Seria um exemplo de explicação científica a seguinte afirmação: para cada fio de uma mesma estrutura dada, determinada pelo material de que é feito, por sua espessura etc., existe um peso característico P, tal que o fio se partirá se um peso maior que P for suspenso nele. Se, num fio de estrutura E1, o peso característico P é igual a 1kg, e um peso P2, igual a 2kg, for dependurado nele, o fio se romperá.(28)

A estrutura dessa explicação é composta de proposições singulares, que descrevem as condições iniciais específicas: "este fio tem uma estrutura E1" e "o peso suspenso no fio foi um peso de 2Kg”. Isto posto, podemos deduzir, das leis universais e com a ajuda das proposições que descreviam as condições iniciais específicas, a seguinte proposição: “o fio se romperá”. Essa é a conclusão, é o efeito, o prognóstico, ou a previsão científica.(29)

C. Hempel apresenta uma visão semelhante, porém mais detalhada da estrutura das explicações científicas. Ele diz: “Caso as leis relevantes sejam explicitamente formuladas, a explicação resultante pode ser apresentada sob forma de um argumento dedutivo, no qual a ocorrência do evento em questão é inferida a partir de um conjunto de premissas que especifica (i) as leis relevantes e (ii) as circunstâncias antecedentes particulares que se diz, em termos comuns, terem sido a causa do acontecimento. Nossa explicação da dilatação do fio de cobre, por exemplo, assumiria a forma de um argumento com duas premissas: (i) a lei geral segundo a qual todo fio de cobre toma-se mais longo quando sua temperatura se eleva e (ii) o enunciado de que dado fio era feito de cobre e de que sua temperatura sofreu elevação. Dessas premissas decorre, dedutivamente, a conclusão de que o fio se estendeu em comprimento, que é o fato a ser explicado. Assim, o enunciado explicativo de que a dilatação do fio foi causada pela elevação da temperatura é substituído por um argumento no qual já não aparece a palavra "causa" ou seus cognatos. Nesse argumento se diz, resumidamente, que dado fio de cobre foi aquecido e que todos os fios de cobre, quando aquecidos, dilatam-se; e que, portanto, o dado fio de cobre dilatou-se.(30)

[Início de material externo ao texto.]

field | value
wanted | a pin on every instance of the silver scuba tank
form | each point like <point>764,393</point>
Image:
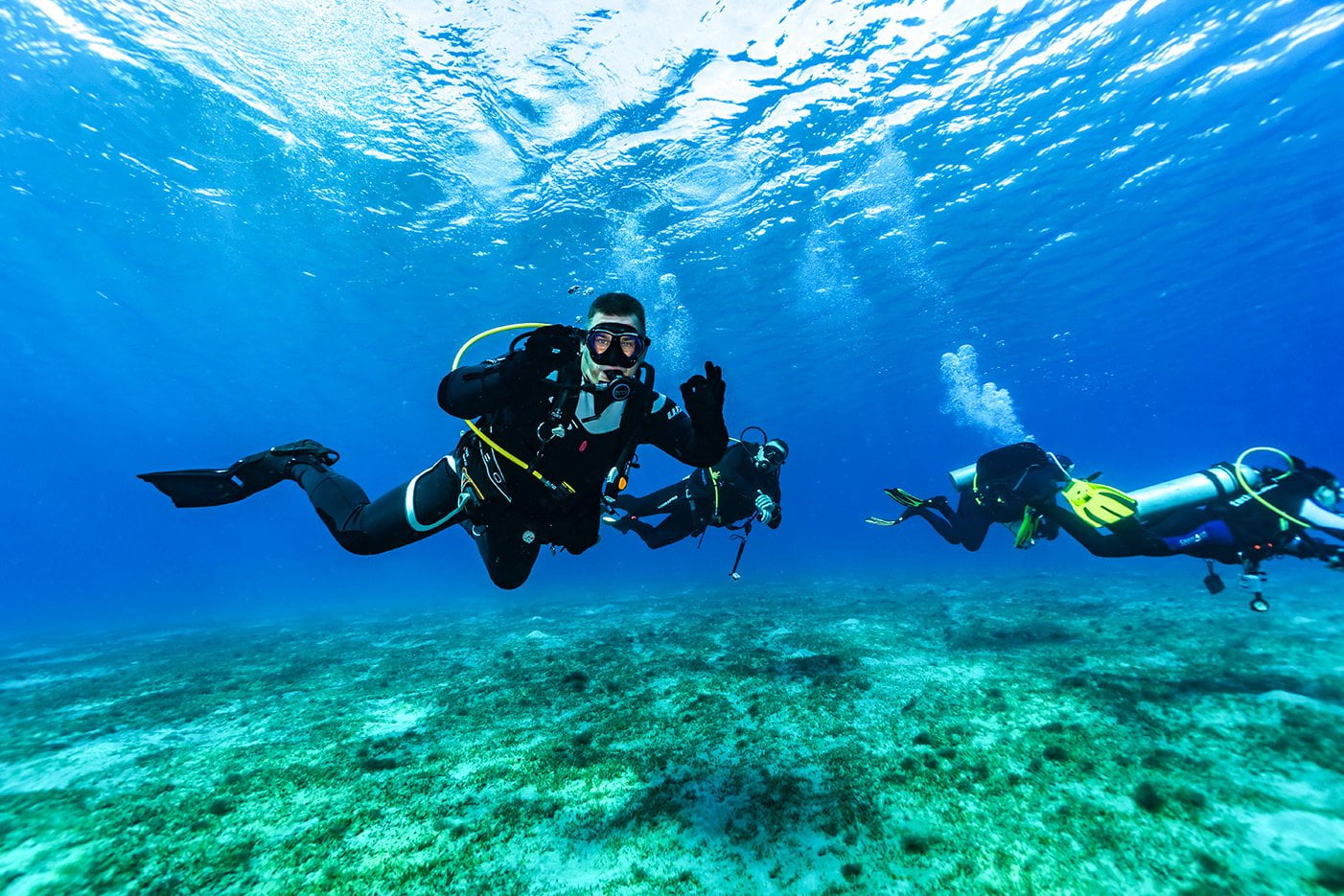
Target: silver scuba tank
<point>1217,481</point>
<point>1190,491</point>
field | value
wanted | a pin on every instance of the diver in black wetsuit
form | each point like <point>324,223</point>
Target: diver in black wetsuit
<point>1008,481</point>
<point>741,487</point>
<point>559,420</point>
<point>1240,528</point>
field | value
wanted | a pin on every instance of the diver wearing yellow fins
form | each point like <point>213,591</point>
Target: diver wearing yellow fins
<point>1227,514</point>
<point>558,421</point>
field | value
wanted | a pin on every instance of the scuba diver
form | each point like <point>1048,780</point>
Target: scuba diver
<point>558,421</point>
<point>1229,514</point>
<point>742,487</point>
<point>1002,487</point>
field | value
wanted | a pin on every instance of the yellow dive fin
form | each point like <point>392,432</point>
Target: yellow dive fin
<point>1026,534</point>
<point>1099,504</point>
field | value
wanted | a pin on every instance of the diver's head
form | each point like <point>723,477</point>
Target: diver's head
<point>772,454</point>
<point>614,343</point>
<point>1327,488</point>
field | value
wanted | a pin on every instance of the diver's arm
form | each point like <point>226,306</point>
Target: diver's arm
<point>472,391</point>
<point>1321,518</point>
<point>671,430</point>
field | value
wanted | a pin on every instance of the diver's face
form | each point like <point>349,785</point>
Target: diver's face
<point>769,457</point>
<point>597,372</point>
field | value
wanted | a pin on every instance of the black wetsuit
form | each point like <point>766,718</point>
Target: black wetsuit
<point>1227,531</point>
<point>715,495</point>
<point>1007,480</point>
<point>511,514</point>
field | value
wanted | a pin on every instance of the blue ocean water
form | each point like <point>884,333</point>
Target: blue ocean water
<point>231,224</point>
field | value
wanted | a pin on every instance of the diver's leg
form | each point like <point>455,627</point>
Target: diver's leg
<point>942,525</point>
<point>410,512</point>
<point>679,524</point>
<point>508,550</point>
<point>1126,538</point>
<point>654,502</point>
<point>972,521</point>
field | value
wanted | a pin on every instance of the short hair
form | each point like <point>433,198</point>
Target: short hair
<point>617,305</point>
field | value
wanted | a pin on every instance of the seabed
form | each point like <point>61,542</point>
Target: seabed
<point>1019,735</point>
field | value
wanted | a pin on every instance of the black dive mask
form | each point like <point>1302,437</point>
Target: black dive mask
<point>615,344</point>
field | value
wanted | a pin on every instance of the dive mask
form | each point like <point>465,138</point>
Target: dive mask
<point>615,345</point>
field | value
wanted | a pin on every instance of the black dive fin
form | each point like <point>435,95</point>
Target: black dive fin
<point>246,477</point>
<point>199,488</point>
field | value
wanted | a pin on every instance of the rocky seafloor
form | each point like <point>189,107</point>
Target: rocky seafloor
<point>1020,735</point>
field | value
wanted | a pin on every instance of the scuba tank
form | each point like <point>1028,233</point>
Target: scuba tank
<point>1216,482</point>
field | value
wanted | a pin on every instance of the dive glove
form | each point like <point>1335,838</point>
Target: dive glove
<point>545,350</point>
<point>765,507</point>
<point>702,397</point>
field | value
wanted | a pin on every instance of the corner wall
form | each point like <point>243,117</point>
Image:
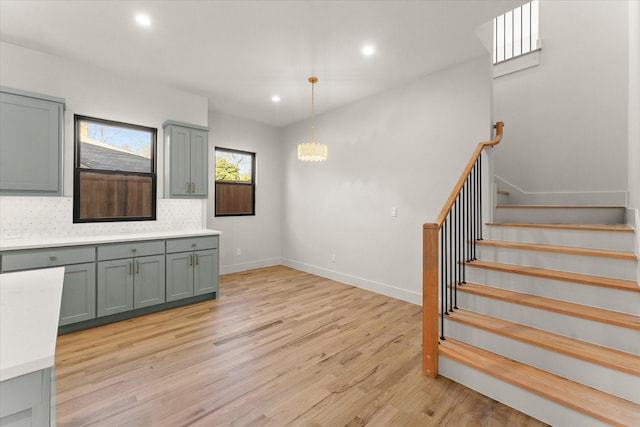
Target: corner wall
<point>404,149</point>
<point>566,119</point>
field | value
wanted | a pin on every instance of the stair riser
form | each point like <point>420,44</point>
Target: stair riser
<point>595,296</point>
<point>608,240</point>
<point>593,265</point>
<point>608,335</point>
<point>532,404</point>
<point>562,215</point>
<point>606,379</point>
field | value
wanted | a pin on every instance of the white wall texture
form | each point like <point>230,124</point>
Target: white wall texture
<point>566,119</point>
<point>634,105</point>
<point>93,92</point>
<point>258,237</point>
<point>404,148</point>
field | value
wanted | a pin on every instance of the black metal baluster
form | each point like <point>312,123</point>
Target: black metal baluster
<point>480,196</point>
<point>443,280</point>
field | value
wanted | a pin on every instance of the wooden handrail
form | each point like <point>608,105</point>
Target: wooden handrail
<point>430,265</point>
<point>463,176</point>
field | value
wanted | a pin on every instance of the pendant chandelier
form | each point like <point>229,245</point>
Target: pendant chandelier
<point>312,151</point>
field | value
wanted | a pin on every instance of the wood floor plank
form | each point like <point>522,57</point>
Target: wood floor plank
<point>279,347</point>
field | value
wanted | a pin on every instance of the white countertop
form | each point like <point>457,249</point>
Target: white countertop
<point>17,244</point>
<point>29,313</point>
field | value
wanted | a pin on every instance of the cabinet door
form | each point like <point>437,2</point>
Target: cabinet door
<point>78,294</point>
<point>148,286</point>
<point>205,273</point>
<point>115,286</point>
<point>30,145</point>
<point>180,161</point>
<point>199,163</point>
<point>179,275</point>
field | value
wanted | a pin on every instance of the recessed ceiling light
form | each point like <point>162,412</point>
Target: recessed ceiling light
<point>143,20</point>
<point>368,50</point>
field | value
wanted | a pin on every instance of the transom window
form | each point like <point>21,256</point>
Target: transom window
<point>114,171</point>
<point>234,182</point>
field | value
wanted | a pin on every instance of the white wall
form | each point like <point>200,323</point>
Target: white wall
<point>93,92</point>
<point>566,119</point>
<point>634,104</point>
<point>404,148</point>
<point>258,237</point>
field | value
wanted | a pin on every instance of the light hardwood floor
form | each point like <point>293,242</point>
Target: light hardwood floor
<point>280,347</point>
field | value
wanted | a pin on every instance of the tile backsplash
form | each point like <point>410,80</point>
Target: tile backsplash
<point>51,217</point>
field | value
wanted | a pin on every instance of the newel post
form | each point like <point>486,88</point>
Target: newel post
<point>430,261</point>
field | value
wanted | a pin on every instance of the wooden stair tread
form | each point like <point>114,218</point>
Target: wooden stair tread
<point>567,276</point>
<point>624,228</point>
<point>577,310</point>
<point>595,403</point>
<point>558,207</point>
<point>560,249</point>
<point>605,356</point>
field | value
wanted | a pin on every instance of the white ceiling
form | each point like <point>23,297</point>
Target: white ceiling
<point>239,53</point>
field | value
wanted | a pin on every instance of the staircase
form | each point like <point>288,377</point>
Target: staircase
<point>548,321</point>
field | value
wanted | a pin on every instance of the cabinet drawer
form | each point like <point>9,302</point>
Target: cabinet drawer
<point>129,250</point>
<point>192,244</point>
<point>42,258</point>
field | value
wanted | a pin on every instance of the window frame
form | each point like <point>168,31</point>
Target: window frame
<point>252,212</point>
<point>78,171</point>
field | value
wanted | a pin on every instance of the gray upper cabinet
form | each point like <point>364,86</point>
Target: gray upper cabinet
<point>31,129</point>
<point>186,160</point>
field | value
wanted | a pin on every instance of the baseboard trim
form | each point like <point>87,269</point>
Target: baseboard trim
<point>244,266</point>
<point>359,282</point>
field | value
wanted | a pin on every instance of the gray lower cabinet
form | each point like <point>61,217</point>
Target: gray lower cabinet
<point>30,143</point>
<point>78,294</point>
<point>28,400</point>
<point>79,288</point>
<point>192,272</point>
<point>127,284</point>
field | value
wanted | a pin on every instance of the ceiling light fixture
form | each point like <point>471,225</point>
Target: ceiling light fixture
<point>143,20</point>
<point>368,50</point>
<point>312,151</point>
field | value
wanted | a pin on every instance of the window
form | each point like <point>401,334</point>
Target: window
<point>114,171</point>
<point>235,182</point>
<point>516,32</point>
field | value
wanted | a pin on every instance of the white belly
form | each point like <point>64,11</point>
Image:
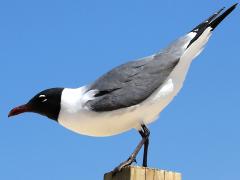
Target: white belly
<point>110,123</point>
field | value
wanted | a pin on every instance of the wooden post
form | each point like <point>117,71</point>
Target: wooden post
<point>142,173</point>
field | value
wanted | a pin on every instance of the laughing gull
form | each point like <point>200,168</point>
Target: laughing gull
<point>129,96</point>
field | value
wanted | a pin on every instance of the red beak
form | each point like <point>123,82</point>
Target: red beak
<point>18,110</point>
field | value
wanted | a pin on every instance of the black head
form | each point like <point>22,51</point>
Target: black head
<point>46,103</point>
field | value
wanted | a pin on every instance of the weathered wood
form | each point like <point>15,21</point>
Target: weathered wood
<point>141,173</point>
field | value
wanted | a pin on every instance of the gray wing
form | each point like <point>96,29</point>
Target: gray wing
<point>133,82</point>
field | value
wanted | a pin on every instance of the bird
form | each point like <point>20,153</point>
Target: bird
<point>130,96</point>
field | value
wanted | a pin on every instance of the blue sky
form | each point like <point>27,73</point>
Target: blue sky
<point>50,43</point>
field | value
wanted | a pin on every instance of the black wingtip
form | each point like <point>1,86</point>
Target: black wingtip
<point>219,19</point>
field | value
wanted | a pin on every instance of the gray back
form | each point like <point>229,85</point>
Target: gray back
<point>133,82</point>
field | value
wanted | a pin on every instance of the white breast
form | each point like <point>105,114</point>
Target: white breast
<point>76,117</point>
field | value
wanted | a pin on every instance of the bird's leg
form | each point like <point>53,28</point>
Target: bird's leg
<point>145,134</point>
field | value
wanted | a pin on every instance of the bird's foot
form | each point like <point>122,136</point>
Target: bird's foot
<point>124,164</point>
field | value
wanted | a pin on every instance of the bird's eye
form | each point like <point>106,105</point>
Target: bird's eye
<point>42,98</point>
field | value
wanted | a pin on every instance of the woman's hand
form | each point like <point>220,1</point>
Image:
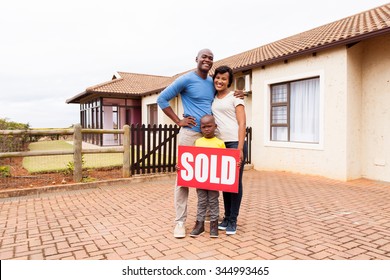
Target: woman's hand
<point>187,121</point>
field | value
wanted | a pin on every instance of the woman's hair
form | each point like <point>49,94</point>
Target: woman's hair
<point>222,70</point>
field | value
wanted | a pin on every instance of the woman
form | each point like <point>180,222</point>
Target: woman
<point>229,113</point>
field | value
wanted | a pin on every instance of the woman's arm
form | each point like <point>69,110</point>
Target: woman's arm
<point>241,120</point>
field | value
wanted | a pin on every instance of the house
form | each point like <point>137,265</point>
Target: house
<point>318,101</point>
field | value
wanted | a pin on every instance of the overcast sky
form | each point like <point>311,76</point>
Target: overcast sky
<point>53,50</point>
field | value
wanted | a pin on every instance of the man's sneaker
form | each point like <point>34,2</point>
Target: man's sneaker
<point>198,229</point>
<point>214,229</point>
<point>223,224</point>
<point>180,230</point>
<point>231,228</point>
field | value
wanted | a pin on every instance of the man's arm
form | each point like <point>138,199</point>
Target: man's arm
<point>188,121</point>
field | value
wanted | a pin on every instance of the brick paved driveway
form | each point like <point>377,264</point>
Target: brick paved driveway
<point>284,216</point>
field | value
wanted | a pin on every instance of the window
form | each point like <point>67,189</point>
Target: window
<point>295,111</point>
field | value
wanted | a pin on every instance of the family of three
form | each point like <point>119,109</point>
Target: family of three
<point>213,116</point>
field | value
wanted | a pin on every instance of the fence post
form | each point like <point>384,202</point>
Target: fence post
<point>77,157</point>
<point>126,152</point>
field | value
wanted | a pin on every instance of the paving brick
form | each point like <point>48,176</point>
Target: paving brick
<point>283,216</point>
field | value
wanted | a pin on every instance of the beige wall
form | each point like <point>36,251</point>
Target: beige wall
<point>376,109</point>
<point>355,111</point>
<point>328,158</point>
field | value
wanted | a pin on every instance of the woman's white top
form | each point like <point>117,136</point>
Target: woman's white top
<point>224,111</point>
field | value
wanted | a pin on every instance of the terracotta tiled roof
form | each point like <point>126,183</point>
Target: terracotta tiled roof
<point>342,32</point>
<point>132,84</point>
<point>345,31</point>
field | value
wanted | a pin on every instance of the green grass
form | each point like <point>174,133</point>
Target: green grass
<point>39,164</point>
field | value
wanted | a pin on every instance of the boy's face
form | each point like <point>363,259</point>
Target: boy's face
<point>208,126</point>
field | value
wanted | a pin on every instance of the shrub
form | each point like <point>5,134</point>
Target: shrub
<point>13,143</point>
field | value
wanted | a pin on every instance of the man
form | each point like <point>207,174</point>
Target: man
<point>197,92</point>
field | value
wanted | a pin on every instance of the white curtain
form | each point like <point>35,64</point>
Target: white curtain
<point>304,111</point>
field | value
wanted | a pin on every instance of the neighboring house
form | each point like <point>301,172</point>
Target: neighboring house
<point>318,102</point>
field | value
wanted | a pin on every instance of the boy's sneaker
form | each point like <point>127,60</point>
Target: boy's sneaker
<point>213,229</point>
<point>231,228</point>
<point>180,230</point>
<point>223,225</point>
<point>198,229</point>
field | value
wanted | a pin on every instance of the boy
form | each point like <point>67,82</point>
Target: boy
<point>207,198</point>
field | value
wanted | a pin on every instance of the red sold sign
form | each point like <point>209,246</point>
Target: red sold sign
<point>208,168</point>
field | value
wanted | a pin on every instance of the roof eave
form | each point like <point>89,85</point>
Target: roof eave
<point>345,41</point>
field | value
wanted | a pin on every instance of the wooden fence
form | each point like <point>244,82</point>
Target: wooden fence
<point>146,149</point>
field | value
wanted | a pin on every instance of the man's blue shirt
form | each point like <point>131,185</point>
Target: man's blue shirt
<point>197,95</point>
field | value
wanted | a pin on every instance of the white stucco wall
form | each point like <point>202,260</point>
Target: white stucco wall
<point>328,158</point>
<point>376,109</point>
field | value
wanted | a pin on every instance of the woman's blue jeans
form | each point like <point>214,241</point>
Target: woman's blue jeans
<point>232,201</point>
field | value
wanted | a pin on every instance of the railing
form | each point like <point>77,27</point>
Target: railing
<point>146,149</point>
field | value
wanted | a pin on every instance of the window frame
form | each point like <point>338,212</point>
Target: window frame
<point>268,111</point>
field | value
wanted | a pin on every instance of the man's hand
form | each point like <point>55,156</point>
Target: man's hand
<point>239,93</point>
<point>188,121</point>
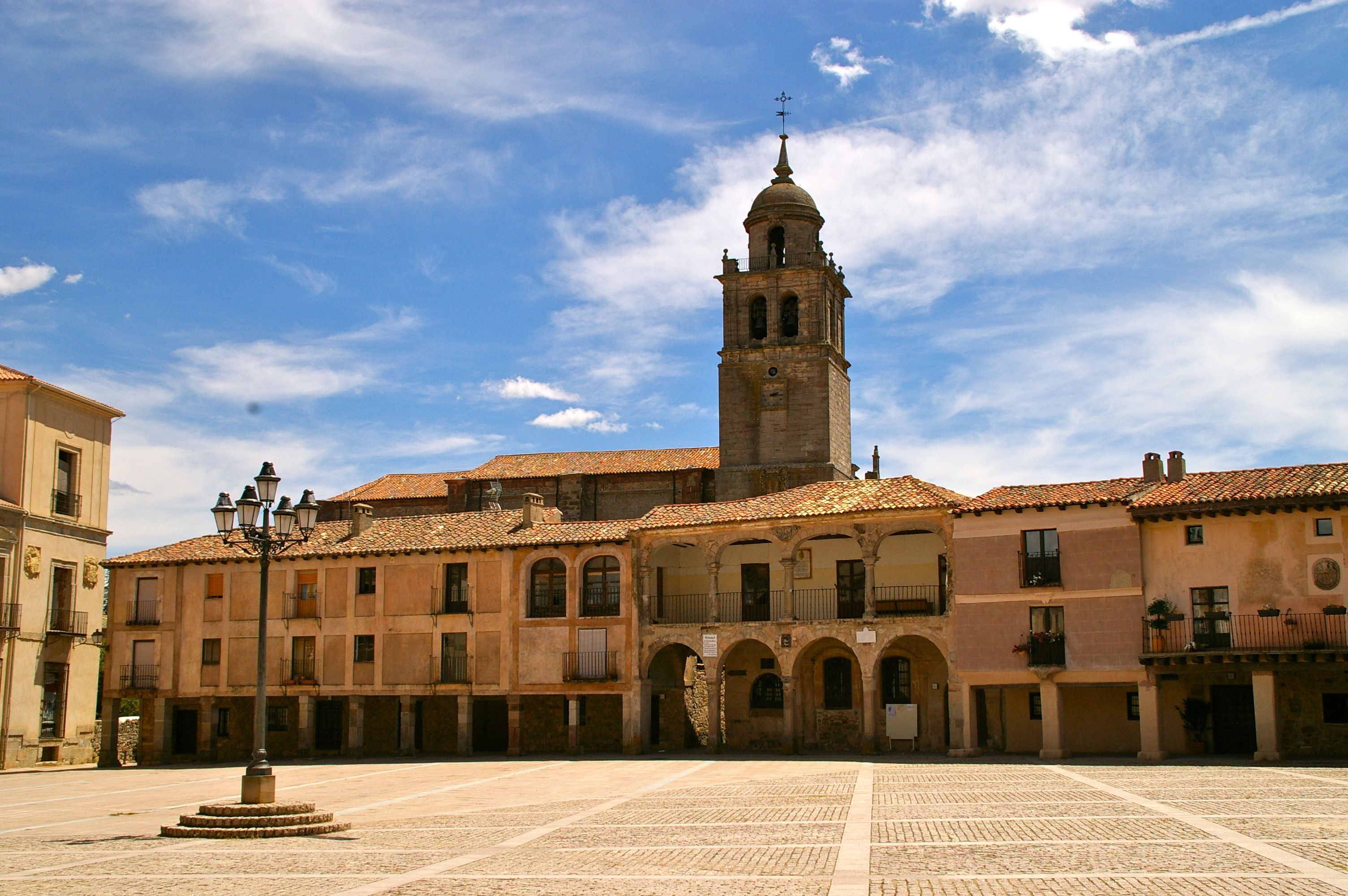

Essas exigências têm de ser satisfeitas para que se tenha uma explicação científica. Do que se conclui que não se dão causas ou efeitos de modo absoluto. O ato de predizer um acontecimento é apenas decorrente da aplicação das leis científicas nas condições preestabelecidas. Nessa formulação, estaríamos usando o conhecimento científico para explicar um acontecimento particular.

Contudo, a explicação causal de regularidades descritas por uma lei universal implica em novas exigências. A explicação causal de uma regularidade consiste em deduzir uma lei (que contém as condições sob as quais tem validade a regularidade proposta) de um grupo de leis mais gerais, que tenham sido experimentadas e confirmadas independentemente.(31)

As regularidades podem adquirir consistência lógica de "quase leis dinâmicas" e, inclusive, serem utilizadas como base para predições. Mas não se deve esquecer que isso só será possível, isto é a sua validade depende da persistência de certas condições iniciais. Não possuindo, portanto, a mesma natureza das leis, cuja característica é a universalidade incondicional.


10.


Nas interpretações da realidade social que construímos não se dão tendências ou regularidades logicamente absolutas. Disto se pode concluir que não se justificam previsões incondicionais. Se elas existissem, teriam o caráter de profecias. Porém, as predições científicas são sempre condicionais, visto que são vinculadas às condições iniciais específicas. Toda classe de tendências está vinculada a um conjunto de condições específicas. Se fosse possível descrever o conjunto de condições específicas de todas as tendências, então, seria possível prever tendências. Ora, isso é impossível.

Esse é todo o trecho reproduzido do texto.